Imagine a world where the government had complete control over all channels into the country - air, land, water, everything. Where all incoming and outgoing mail is monitored. Where computer access, and moreso Internet access, is largely unavailable to prevent inappropriate communication. Where police seem omnipresent, and failing to immediately heed their orders will result in sanction and perhaps in severe penalty. Where the state tells you when to get up in the morning, what you will do during the day, what you will wear, when to eat, what you will eat, and when to go to bed - even when you can shower. Even when and under what conditions you can see your spouse or children.

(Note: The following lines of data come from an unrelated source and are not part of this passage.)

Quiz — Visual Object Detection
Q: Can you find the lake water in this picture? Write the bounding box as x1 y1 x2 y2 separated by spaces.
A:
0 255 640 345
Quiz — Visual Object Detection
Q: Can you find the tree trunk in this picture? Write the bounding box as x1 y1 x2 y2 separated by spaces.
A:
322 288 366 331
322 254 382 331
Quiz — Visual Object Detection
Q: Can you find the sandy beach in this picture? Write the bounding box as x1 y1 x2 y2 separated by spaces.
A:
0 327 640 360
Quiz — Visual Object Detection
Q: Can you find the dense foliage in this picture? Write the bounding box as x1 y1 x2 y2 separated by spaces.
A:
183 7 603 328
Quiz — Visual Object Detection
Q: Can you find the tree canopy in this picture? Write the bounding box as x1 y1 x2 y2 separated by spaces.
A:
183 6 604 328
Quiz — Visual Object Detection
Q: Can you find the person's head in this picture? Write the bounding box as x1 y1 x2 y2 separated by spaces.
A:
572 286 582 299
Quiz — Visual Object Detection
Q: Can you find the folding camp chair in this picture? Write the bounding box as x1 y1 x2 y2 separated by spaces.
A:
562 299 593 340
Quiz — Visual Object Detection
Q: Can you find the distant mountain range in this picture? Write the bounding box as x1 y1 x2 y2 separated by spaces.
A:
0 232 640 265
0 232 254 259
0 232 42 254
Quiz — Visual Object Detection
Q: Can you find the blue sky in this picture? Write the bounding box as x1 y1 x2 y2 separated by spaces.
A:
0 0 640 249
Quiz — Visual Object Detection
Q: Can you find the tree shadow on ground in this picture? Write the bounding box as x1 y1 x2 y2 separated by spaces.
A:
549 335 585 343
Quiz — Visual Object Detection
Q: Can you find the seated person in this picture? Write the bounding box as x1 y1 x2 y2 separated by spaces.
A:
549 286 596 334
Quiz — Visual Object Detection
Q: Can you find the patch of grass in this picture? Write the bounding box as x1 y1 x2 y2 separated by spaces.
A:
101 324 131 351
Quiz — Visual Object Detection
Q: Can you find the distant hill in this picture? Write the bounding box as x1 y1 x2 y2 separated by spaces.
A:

Where the state controls what you watch on TV, and doesn't permit access to programs, movies, or reading materials that may be "disruptive to order". Where the genders are kept segregated, and where a gathering of four or more persons is likely to be quickly broken up by the police (with participants in the gathering subject to being charged with gang activity).

Not North Korea - I am describing the restrictions on liberty imposed by a typical prison in the United States. But if you speak with a prisoner, you will learn that despite this level of state control, drugs are freely available in prisons. Often of a higher quality than on the streets, and usually at a lower price.

If we can't win "the war on drugs" in prisons, who are we fooling with the notion that our present drug policies make any sense at all?